But I am still me.
I feared that when it really kicked in, I would become another person.
The terrified person in my nightmares about the future.
That future is unfolding.
I have chorea now. Involuntary movement of my arms, leg, feet, trunk.
But they are the same body parts I have always had. I observe them changing and we adapt and adjust. The walker is now an option. Ramps are needed for thresholds. I use the walls as handrails as I go about my day.
Because of some other bad effects, I recently stopped taking Abilify and that’s when it started. The neurologist said that the Abilify had likely been masking the chorea and that’s why it cropped up as markedly as it did. I had envisioned a year of trembling hands. Then add a moving foot for another year. That sort of pace. I feared the horror that each change would bring.
But there is no horror.
It’s still my body and I am still me.
If and when the movements become too extreme, too dangerous, I can add another drug, most likely Risperdal. But I don’t mind the movement. It doesn’t scare me one bit.
And that surprises me.
I’m not (yet) being invaded by some unknown threat. HD isn’t the monster, I have learned. Fear of HD is.

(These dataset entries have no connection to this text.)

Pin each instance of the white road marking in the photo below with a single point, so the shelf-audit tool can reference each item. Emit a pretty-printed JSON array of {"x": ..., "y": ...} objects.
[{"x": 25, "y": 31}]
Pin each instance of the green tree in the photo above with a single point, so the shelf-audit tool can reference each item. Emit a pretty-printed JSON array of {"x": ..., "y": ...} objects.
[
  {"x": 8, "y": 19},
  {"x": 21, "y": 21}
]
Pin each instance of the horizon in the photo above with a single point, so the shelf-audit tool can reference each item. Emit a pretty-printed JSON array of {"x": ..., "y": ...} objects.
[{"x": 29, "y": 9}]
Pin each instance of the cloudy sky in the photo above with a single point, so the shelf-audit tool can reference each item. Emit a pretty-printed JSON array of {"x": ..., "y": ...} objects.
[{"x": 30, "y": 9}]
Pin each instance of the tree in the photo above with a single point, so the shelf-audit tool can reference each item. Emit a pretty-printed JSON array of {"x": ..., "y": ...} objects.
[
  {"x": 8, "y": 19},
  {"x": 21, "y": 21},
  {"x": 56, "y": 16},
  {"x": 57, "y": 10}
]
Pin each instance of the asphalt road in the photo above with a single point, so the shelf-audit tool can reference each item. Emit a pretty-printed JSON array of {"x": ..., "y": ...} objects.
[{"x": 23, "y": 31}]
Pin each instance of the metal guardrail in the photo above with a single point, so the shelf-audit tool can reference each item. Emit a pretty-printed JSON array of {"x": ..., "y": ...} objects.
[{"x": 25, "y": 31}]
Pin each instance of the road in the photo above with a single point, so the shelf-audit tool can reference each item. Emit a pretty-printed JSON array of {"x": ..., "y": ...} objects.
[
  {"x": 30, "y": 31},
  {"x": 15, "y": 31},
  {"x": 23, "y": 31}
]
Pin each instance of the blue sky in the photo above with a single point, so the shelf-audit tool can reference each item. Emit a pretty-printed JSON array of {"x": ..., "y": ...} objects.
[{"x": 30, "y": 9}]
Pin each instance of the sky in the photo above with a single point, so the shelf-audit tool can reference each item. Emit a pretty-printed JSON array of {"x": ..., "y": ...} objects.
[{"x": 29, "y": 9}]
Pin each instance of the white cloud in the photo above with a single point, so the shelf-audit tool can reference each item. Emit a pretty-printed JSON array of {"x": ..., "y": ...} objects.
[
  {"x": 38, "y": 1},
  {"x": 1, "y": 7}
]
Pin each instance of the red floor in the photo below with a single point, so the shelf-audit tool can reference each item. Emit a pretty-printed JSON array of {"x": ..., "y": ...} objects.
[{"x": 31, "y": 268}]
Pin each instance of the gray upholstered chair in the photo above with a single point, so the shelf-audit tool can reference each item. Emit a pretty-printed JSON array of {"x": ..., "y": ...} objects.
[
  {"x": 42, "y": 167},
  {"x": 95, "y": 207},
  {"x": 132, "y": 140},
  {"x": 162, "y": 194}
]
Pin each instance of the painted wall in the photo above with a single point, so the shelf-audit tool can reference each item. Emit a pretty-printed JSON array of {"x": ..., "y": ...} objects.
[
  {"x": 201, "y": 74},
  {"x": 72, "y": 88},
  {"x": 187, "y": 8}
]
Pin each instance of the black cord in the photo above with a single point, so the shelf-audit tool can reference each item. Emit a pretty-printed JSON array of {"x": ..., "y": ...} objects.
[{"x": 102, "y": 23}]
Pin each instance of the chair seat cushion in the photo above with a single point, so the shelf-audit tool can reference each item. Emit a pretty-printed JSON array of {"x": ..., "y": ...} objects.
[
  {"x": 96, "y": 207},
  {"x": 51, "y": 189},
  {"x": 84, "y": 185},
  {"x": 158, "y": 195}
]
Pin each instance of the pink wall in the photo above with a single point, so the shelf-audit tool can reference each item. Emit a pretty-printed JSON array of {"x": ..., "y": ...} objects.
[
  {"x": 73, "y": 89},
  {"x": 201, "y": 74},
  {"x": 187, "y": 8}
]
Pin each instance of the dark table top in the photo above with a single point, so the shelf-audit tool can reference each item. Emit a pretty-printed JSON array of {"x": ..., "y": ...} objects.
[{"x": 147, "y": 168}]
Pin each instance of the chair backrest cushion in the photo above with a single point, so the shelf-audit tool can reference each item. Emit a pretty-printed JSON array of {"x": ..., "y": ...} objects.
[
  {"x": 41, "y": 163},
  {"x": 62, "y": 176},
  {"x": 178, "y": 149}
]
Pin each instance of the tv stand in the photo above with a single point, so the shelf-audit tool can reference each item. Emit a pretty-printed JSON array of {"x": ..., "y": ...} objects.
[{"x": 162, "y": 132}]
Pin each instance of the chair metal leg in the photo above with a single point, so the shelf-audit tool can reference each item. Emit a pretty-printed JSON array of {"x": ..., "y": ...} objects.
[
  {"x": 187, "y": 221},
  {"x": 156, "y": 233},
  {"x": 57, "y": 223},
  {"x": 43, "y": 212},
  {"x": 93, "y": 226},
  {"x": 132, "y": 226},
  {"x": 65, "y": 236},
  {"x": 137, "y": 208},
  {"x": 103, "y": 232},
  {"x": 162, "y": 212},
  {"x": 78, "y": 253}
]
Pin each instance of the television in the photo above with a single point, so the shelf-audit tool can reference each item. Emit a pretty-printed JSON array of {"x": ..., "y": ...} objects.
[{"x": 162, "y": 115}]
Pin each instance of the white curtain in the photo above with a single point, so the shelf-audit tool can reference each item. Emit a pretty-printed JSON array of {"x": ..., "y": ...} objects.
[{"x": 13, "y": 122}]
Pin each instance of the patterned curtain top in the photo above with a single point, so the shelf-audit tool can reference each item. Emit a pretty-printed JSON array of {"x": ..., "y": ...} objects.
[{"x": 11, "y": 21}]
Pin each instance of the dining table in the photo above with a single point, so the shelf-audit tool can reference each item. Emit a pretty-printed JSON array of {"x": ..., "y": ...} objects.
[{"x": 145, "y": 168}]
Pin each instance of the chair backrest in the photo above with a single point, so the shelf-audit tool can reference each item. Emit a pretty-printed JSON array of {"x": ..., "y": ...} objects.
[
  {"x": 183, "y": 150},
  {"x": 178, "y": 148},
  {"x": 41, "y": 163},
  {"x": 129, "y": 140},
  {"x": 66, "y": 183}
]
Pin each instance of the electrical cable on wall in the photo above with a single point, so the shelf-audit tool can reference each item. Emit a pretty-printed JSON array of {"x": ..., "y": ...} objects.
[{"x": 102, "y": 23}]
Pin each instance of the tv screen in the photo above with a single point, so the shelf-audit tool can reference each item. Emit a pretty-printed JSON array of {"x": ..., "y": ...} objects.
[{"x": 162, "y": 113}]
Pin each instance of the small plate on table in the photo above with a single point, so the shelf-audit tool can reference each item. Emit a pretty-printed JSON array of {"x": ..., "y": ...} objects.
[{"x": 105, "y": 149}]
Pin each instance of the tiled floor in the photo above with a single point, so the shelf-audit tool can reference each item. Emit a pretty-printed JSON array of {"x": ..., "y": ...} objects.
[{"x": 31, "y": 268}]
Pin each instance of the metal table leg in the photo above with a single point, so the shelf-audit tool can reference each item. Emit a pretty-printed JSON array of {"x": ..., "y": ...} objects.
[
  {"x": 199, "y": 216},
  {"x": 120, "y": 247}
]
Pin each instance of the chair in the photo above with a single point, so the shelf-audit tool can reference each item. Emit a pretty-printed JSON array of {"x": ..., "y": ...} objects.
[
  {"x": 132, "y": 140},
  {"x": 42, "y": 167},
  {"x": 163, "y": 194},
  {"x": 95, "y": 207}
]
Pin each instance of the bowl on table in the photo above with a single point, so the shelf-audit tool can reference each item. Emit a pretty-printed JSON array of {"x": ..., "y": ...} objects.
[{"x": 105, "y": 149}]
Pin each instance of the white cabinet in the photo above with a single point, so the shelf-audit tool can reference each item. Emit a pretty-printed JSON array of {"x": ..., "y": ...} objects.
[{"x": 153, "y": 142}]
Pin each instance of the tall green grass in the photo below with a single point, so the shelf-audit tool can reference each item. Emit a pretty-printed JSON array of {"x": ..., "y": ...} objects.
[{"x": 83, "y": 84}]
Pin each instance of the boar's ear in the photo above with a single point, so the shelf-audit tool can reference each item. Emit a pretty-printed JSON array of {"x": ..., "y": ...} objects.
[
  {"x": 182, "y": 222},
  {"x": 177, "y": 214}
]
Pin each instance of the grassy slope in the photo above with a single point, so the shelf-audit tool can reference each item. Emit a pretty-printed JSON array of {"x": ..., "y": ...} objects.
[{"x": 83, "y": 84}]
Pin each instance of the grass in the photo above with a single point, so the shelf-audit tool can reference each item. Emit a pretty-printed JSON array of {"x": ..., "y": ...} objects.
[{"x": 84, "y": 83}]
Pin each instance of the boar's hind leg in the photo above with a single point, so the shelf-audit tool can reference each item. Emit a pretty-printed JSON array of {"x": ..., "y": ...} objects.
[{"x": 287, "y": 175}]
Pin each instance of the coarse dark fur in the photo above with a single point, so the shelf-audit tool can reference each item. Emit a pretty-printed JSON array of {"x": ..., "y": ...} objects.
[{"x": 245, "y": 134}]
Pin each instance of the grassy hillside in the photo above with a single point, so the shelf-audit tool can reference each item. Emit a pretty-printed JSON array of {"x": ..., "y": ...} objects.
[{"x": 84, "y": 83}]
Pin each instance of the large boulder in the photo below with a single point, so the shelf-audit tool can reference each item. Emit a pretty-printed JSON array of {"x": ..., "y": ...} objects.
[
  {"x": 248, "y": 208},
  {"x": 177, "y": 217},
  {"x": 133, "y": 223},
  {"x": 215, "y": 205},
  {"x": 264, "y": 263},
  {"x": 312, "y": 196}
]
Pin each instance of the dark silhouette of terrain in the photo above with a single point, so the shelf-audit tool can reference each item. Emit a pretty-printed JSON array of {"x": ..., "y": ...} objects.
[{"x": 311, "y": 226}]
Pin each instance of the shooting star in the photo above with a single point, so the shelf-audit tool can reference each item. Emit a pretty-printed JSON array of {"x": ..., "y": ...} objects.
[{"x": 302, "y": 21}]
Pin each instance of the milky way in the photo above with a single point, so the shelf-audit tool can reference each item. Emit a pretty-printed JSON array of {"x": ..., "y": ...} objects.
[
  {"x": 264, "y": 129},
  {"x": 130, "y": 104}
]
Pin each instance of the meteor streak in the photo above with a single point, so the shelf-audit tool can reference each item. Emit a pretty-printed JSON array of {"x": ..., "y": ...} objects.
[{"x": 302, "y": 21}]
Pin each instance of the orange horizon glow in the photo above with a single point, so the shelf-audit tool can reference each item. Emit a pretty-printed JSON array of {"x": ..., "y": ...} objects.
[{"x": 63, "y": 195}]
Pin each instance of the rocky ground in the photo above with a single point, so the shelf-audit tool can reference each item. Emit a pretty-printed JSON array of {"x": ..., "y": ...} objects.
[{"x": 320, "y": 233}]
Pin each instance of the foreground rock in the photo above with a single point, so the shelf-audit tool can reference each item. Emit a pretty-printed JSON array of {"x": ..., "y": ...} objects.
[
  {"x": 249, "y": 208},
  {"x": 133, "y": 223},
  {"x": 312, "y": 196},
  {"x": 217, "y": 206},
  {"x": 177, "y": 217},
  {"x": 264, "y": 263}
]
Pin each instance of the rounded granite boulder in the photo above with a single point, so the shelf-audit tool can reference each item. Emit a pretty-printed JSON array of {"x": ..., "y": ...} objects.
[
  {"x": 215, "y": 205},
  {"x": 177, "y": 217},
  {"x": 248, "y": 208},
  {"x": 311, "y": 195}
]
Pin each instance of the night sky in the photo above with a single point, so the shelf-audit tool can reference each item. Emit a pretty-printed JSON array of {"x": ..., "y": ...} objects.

The decline is like receiving a new member of the family that Randy and I have long prepared to receive. We are ready.
I thought that when this happened it would emotionally devastate me.
But it hasn’t.
And not because I am battle-hardened.
Its no secret to me that this decline is playing out. But I still keep my daily routine, and maybe I am treating my body a little kinder these days. I’m grateful to it for rising to the challenge. I no longer revile it’s imperfections.
That’s because the greatest imperfection, the CAG expansion of 40 in my DNA, is expressing itself as expected.
And I am still me.
Instead of feeling some urgency to escape myself, I am embracing myself.
I have come a long way, and there’s still so far to go.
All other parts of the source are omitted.